Ahh, the famous game show problem (also known as The Monty Hall Problem).
This is a probability puzzle you’ve heard of:
Suppose you’re on a game show, and you’re given the choice of three doors. Behind one door is a car, behind the others, goats. You pick a door, say #1, and the host, who knows what’s behind the doors, opens another door, say #3, which has a goat. He says to you, “Do you want to pick door #2?” Is it to your advantage to switch your choice of doors?
Marilyn Vos Savant, one of the “smartest” people in the word, offers her answer:
When you switch, you win 2/3 of the time and lose 1/3, but when you don’t switch, you only win 1/3 of the time and lose 2/3. You can try it yourself and see…..

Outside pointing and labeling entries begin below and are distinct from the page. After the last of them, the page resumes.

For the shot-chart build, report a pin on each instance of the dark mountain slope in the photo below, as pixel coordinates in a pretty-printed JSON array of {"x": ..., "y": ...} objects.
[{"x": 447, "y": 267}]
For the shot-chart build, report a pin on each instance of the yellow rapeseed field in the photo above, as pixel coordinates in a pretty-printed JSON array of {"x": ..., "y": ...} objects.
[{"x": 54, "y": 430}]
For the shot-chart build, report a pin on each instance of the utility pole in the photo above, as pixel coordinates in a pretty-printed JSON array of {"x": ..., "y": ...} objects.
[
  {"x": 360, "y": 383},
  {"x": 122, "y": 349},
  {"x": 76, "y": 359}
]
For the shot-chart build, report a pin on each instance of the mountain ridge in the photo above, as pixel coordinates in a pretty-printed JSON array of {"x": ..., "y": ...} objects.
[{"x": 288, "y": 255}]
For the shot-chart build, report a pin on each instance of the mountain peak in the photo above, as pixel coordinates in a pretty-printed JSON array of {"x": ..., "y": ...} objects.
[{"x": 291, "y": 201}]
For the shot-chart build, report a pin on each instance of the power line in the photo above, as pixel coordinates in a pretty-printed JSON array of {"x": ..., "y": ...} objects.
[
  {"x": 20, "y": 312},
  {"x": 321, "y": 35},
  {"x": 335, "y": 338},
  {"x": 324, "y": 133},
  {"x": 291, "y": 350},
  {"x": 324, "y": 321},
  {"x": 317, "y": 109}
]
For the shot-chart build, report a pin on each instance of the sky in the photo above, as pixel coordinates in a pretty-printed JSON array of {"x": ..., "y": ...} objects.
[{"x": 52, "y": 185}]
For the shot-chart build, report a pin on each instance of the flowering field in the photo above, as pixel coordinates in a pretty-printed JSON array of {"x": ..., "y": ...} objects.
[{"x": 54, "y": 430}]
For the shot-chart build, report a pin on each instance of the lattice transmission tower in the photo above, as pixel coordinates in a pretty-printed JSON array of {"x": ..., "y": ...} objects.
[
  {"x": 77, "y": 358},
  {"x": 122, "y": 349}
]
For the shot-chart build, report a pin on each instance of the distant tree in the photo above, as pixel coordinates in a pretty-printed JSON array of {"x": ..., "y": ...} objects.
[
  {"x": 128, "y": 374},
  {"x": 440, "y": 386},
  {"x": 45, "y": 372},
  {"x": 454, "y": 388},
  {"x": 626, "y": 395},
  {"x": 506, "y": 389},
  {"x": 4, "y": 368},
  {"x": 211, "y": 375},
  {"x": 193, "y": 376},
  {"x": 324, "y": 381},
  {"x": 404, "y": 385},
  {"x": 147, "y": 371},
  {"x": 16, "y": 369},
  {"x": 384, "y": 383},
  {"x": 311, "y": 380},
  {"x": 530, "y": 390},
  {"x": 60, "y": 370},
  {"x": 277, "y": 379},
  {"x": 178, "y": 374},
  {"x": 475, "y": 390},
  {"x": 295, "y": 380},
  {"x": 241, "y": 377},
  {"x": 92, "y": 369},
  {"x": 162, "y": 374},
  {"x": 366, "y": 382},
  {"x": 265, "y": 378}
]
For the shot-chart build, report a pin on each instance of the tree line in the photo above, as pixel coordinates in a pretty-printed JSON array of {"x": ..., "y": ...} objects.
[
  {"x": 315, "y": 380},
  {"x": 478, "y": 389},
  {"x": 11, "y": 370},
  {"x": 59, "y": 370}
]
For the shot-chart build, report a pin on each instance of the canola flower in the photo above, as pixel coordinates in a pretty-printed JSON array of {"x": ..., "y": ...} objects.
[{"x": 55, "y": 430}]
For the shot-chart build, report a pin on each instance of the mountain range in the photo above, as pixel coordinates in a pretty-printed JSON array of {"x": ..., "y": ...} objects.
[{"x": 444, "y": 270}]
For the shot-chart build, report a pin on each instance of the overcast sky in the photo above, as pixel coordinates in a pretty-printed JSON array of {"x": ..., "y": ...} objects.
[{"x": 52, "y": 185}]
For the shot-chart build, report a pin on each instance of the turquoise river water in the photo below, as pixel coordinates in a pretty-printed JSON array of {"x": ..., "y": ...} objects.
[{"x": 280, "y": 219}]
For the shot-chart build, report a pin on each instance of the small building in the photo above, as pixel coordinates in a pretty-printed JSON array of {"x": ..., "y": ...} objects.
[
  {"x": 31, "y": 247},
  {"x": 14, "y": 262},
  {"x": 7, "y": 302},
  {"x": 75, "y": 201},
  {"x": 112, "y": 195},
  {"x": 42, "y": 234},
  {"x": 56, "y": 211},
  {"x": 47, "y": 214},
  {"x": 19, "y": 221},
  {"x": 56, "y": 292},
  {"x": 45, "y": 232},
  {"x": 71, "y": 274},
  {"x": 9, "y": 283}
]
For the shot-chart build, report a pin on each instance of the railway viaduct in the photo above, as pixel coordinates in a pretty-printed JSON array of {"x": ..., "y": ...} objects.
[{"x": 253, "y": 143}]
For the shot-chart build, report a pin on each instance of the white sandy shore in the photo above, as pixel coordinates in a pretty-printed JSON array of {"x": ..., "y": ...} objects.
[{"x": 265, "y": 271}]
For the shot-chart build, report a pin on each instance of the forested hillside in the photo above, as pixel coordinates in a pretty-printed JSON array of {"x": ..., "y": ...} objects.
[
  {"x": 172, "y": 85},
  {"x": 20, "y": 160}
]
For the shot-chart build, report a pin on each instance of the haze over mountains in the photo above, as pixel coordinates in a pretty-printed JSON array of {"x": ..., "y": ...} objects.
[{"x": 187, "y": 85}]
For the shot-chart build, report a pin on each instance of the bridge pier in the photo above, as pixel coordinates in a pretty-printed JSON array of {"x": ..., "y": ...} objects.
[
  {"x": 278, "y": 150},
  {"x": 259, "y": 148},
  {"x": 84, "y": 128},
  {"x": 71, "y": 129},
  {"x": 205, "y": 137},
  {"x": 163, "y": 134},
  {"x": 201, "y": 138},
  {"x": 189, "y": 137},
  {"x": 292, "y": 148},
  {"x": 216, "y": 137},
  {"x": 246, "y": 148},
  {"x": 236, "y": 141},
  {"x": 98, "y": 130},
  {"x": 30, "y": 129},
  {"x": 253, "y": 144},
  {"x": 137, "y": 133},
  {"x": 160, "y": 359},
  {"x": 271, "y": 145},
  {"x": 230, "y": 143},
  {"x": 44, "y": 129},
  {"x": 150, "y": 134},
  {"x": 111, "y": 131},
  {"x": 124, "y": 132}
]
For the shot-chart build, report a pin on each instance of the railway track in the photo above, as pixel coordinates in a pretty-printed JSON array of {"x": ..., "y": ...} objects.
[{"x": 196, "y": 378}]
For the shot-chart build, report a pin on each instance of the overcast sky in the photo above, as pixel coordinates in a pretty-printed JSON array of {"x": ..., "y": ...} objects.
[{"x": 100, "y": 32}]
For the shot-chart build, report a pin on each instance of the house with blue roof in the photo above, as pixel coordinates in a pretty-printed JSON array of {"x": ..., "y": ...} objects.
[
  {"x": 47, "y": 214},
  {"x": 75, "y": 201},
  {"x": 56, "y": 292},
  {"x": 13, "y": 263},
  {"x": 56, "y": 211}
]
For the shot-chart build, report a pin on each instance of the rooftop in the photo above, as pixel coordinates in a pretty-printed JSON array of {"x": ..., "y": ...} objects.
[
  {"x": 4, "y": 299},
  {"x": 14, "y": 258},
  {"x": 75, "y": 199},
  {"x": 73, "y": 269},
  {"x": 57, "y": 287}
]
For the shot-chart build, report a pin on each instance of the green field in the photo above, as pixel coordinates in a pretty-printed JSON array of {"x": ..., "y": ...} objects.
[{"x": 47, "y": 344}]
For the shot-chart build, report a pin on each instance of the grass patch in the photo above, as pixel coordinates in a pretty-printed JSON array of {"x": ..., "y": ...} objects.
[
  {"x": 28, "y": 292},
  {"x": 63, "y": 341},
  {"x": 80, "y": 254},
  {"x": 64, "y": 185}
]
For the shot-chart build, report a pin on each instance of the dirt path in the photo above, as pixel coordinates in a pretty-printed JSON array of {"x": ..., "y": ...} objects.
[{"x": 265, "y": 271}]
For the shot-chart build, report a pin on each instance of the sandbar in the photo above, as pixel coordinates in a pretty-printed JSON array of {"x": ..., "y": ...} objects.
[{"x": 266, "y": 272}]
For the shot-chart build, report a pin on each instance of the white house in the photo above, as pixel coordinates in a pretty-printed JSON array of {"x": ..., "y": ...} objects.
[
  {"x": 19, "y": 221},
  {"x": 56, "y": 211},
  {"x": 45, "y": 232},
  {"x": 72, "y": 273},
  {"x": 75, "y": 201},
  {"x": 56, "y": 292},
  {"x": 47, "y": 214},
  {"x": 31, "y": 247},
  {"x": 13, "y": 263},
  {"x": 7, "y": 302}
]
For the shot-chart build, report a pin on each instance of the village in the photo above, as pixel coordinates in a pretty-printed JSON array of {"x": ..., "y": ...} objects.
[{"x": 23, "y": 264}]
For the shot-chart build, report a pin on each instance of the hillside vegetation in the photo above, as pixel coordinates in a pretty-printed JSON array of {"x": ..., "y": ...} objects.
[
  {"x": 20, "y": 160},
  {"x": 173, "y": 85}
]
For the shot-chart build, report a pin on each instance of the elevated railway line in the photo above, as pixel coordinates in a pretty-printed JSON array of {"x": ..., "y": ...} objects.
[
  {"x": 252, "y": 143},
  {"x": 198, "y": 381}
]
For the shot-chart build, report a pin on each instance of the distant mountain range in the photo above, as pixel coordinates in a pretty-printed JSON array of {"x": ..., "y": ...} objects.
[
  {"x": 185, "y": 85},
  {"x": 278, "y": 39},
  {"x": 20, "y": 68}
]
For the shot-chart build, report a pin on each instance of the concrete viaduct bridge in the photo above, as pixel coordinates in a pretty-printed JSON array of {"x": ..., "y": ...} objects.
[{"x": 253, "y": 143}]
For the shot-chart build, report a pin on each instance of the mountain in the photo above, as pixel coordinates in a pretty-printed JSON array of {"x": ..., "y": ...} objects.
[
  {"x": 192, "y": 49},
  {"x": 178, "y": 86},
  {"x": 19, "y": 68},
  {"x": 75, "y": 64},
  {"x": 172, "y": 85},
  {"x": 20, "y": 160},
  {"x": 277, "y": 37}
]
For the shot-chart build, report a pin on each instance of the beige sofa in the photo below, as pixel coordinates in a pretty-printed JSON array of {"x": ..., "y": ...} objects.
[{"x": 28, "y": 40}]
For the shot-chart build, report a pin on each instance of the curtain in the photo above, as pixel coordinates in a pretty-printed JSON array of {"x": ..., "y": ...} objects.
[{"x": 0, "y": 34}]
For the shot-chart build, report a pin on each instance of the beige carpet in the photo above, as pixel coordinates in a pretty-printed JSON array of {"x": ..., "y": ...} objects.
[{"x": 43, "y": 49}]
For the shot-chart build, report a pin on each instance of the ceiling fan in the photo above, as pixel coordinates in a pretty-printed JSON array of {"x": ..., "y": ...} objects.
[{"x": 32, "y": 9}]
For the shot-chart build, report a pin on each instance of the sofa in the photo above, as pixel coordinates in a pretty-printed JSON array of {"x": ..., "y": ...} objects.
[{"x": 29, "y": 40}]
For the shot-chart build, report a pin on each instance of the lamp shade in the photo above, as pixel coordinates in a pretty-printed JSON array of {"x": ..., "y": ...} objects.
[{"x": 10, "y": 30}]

The winning odds of 1/3 on the first choice can’t go up to 1/2 just because the host opens a losing door. To illustrate this, let’s say we play a shell game. You look away, and I put a pea under one of three shells. Then I ask you to put your finger on a shell. The odds that your choice contains a pea are 1/3, agreed? Then I simply lift up an empty shell from the remaining other two. As I can (and will) do this regardless of what you’ve chosen, we’ve learned nothing to allow us to revise the odds on the shell under your finger.
The benefits of switching are readily proven by playing through the six games that exhaust all the possibilities. For the first three games, you choose #1 and “switch” each time, for the second three games, you choose #1 and “stay” each time, and the host always opens a loser.